Several human-scale vignettes are used to illustrate how that ethos is cultivated: cold-weather, record-breaking preparation by a driver named Liao Zhiming; a gruelling personal transformation by squad leader Li Shunxin that produced two distance-running titles and a revised unit record; and a small team’s desperate breaching of obstacles in a muddy northern training area that opened a narrow path to success. Those stories are framed to show a chain linking arduous daily training to battlefield improvisation and resilience.
The company’s reputation also rests on civic deeds and moral exemplars. State coverage recalls a 1968 rescue in which then-acting platoon leader Wu Shaoqian dove into a collapsed well to save a child and later received high local and military honours. Contemporary acts of volunteerism — blood donations, accident rescues and community service at nursing homes — are portrayed as continuations of the same political loyalty and “serve-the-people” instinct.
For outside readers the account functions on two levels: as a straightforward description of small-unit tactics and morale-building, and as a piece of institutional narrative that links combat readiness with political reliability. The tactical descriptions are consistent with the PLA’s stated emphasis on combined-arms manoeuvre, decentralised command and rapid exploitation of mobility; the political framing underscores the party’s expectation that historical memory and civic activism reinforce unit cohesion.

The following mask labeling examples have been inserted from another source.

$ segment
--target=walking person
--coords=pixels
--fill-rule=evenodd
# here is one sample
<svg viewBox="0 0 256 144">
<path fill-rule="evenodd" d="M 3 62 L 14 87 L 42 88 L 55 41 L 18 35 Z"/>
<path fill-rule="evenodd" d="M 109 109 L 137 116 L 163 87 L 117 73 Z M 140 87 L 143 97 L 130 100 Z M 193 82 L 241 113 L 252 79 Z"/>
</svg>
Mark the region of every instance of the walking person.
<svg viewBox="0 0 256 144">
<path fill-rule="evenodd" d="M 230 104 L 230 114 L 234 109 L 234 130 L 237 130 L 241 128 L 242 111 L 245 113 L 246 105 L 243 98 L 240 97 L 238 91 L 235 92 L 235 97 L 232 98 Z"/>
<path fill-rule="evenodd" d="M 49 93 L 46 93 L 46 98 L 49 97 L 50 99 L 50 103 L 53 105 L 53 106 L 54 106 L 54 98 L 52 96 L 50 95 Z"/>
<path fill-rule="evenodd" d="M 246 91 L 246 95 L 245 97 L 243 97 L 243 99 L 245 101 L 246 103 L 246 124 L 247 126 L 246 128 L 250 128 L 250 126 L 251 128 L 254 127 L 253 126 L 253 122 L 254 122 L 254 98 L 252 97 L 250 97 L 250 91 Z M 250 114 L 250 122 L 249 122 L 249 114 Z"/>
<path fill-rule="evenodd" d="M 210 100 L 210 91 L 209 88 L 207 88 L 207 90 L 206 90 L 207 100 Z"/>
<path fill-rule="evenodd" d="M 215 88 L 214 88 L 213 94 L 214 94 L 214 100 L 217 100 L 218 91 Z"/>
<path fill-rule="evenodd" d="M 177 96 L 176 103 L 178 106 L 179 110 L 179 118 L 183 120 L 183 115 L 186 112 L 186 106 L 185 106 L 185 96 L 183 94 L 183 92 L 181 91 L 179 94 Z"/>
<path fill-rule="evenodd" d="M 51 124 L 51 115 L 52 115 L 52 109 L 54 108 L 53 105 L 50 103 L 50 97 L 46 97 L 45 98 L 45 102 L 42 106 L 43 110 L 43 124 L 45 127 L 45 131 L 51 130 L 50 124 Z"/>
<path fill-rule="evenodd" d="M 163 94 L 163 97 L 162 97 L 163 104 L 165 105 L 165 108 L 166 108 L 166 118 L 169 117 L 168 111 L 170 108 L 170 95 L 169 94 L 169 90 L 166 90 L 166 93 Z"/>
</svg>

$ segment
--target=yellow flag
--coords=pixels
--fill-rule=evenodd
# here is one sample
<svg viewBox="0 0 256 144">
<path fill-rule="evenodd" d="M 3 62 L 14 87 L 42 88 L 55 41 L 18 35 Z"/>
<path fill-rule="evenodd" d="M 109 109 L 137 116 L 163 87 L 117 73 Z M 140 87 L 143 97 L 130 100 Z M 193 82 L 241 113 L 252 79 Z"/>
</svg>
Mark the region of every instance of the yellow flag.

That dual message is consequential. Domestically it helps sustain recruitment, morale and party-control narratives by personalising sacrifice and competence; externally it signals a PLA that seeks to demonstrate credible, professionalized small-unit operations without abandoning revolutionary legitimacy. Observers should read such vignettes as intentional: they aim to normalize a synthesis of modern doctrine and political education as the PLA’s preferred route to deterrence and preparedness, even as questions remain about how representative these accounts are of broader force-wide capabilities.